Её подбородок гордо поднялся.
— Так отошли меня, — бросила она ему вызывающе.
— Ты прекрасно знаешь, что я не могу сделать этого, — грубо отрезал он. — Я живу с мучительной болью, и я или выберусь из этого ада, или утащу тебя с собой.
Потом он отпустил Джессику и ушёл, оставив её с горьким осознанием его ненависти.
В день её свадьбы рассвет занимался ясный, чистый и удивительно прозрачный, какой бывает только в Греции. Она стояла у окна и рассматривала бесплодные холмы, каждая деталь которых была такой чёткой и ясной, словно достаточно было просто протянуть руку, чтобы коснуться их. Чистый солнечный свет заставил её почувствовать, что, если бы она смогла открыть глаза достаточно широко, то узрела бы вечность. Она чувствовала себя здесь как дома, на этом скалистом острове, с его голыми холмами, в окружении безмолвной тысячелетней истории, с тёплым и, безусловно, искренним приёмом темноглазых людей, которые обнимали её, как будто она была одной из них. И сегодня она выходила замуж за мужчину, который владел всем этим.
Хотя враждебность Николаса всё ещё создавала барьер между ними, сегодня она чувствовала себя более жизнерадостной, поскольку именно сегодня мучительное ожидание должно было закончиться. Традиционная церемония и пышное торжество, которое последует за ней, смягчат его; он должен будет выслушать её сегодня вечером, когда они останутся наедине в его спальне, и узнает, наконец, правду, когда она отдаст ему бесценный подарок — своё целомудрие. Улыбаясь, Джессика отвернулась от окна, чтобы начать приятный ритуал купания и украшения своих волос.
В течение этих нескольких дней, проведённых на острове, она успела погрузиться в традиции этих людей. Она воображала свадебную церемонию в маленькой белой церкви, с арочными окнами и куполообразной крышей, солнечный свет, льющийся через витражные окна, но Петра опровергла её представления.
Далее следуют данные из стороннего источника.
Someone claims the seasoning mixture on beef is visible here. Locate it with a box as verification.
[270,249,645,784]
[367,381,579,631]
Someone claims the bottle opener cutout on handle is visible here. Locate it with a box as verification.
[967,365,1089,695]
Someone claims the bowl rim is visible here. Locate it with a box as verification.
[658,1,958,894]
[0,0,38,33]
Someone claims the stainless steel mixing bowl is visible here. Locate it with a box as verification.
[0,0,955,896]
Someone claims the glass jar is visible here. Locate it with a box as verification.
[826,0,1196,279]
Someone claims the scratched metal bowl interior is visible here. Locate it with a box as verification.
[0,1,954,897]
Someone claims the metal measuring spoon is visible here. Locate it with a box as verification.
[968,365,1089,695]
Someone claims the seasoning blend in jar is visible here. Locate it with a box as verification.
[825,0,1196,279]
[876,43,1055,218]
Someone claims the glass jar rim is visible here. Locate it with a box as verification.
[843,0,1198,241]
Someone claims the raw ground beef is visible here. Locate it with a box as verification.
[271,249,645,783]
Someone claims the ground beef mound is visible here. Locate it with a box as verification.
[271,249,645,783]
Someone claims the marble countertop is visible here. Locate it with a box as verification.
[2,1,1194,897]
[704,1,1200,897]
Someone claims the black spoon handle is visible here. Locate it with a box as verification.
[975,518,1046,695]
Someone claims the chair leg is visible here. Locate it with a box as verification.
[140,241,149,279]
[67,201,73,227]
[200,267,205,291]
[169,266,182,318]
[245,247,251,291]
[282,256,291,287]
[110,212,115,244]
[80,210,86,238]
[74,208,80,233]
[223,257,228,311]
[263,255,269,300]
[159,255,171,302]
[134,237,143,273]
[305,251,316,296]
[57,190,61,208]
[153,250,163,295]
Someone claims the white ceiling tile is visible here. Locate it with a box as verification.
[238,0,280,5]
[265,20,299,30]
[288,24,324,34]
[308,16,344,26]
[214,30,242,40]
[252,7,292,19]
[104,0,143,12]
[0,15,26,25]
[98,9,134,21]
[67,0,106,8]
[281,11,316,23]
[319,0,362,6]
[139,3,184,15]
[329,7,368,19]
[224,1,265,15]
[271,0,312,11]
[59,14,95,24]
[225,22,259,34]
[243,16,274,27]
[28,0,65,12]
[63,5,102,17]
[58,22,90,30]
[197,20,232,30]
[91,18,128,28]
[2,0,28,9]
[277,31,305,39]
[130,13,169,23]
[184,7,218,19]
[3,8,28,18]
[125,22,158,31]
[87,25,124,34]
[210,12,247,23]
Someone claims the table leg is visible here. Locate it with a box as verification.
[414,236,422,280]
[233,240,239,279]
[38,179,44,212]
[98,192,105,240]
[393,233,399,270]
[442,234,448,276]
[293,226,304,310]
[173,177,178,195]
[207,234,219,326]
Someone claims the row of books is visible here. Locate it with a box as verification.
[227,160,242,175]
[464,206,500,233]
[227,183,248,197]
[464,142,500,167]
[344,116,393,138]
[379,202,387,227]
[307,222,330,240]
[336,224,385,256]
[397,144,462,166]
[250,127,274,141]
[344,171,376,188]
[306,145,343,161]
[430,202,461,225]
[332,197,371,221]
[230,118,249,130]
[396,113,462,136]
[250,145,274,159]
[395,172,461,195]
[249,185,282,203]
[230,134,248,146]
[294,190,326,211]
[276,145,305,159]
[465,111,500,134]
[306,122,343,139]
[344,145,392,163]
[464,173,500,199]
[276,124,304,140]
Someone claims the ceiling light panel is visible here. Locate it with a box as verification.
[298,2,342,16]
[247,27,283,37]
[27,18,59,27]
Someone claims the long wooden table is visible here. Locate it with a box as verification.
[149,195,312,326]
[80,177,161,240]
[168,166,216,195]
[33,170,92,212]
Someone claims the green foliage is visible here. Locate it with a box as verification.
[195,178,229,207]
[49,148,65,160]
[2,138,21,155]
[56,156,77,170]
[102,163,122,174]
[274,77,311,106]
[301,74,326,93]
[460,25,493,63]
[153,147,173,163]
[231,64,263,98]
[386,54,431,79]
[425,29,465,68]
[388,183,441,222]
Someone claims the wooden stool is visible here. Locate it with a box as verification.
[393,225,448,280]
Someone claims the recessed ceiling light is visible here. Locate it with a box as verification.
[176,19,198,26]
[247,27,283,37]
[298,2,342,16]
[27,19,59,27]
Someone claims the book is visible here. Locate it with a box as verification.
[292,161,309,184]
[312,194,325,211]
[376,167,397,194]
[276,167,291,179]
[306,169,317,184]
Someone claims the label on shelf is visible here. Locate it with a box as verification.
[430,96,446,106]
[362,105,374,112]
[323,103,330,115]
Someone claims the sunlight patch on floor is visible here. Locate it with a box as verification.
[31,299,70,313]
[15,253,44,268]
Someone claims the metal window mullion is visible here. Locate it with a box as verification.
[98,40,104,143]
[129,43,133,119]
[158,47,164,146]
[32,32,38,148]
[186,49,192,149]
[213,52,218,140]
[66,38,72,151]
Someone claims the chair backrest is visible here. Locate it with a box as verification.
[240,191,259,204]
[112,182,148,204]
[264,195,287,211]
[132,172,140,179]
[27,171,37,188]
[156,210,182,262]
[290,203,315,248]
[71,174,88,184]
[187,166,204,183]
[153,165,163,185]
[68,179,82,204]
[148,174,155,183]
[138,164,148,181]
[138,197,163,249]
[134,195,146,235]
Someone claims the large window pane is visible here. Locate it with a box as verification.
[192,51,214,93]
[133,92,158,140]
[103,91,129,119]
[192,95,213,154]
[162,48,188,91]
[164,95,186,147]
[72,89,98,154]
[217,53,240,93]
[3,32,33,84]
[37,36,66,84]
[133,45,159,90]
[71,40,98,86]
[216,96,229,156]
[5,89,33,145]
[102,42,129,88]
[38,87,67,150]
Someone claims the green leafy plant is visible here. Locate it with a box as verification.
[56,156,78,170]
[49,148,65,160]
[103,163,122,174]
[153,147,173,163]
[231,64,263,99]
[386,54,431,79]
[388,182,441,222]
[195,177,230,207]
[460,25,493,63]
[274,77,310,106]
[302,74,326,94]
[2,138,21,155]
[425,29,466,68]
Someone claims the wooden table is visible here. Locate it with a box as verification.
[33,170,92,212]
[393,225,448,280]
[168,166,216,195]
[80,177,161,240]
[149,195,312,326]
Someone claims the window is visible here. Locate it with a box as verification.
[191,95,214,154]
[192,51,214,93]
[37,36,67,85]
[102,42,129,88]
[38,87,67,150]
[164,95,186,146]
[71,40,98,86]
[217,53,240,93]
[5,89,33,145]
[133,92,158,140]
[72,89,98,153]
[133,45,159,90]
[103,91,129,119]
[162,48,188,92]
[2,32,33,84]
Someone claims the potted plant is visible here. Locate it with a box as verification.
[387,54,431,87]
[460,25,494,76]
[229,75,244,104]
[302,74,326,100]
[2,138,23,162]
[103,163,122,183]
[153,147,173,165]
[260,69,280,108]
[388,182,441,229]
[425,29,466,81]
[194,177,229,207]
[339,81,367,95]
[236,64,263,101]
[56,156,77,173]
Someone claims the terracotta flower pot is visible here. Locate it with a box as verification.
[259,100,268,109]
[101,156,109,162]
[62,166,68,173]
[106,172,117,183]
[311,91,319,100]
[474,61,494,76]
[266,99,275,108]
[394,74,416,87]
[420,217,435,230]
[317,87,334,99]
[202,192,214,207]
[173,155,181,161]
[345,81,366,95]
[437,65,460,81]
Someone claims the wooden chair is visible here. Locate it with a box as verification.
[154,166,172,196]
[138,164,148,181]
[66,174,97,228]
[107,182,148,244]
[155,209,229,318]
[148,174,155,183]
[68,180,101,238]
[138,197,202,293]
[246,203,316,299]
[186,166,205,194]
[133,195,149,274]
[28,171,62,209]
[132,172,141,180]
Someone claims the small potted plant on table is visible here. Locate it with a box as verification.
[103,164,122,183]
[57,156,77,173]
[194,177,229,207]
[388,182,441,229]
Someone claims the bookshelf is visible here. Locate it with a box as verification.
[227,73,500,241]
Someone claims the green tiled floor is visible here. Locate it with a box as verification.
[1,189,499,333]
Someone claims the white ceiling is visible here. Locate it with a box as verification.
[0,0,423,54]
Религиозная церемония редко проводилась в церкви, чаще в доме крёстного отца её жениха, или koumbaros, который также обеспечивал свадебное торжество. Крёстным отцом Николаса был Ангелос Паламас, полный мужчина с благородными и мягкими манерами, его волосы и брови над чёрными, как уголь, глазами были абсолютно белыми. Импровизированный алтарь был установлен в середине самой большой комнаты дома kyrios Паламаса, где она и Николас будут стоять у алтаря перед священником, отцом Амброузом. Им с Николасом возложат на голову венки из флёрдоранжа — венки, благословлённые священником и связанные лентой, так же как и их жизни будут благословлены и связаны между собой.
Неторопливыми, мечтательными движениями Джессика переплела свои волосы одной широкой лентой и уложила их на голове в прическе, которая подчеркивала её девственность. Вскоре должны были прийти мадам Константинос и Петра, чтобы помочь ей с платьем, и Джессика пошла к шкафу и достала белый полиэтиленовый пакет на молнии, в который было упаковано её свадебное платье. Она не видела его прежде, приберегая напоследок почти детское восхищение, и теперь действовала очень аккуратно, положив чехол на кровать и осторожно расстегнув на нём молнию, чтобы не зацепить кусочек материи застежкой.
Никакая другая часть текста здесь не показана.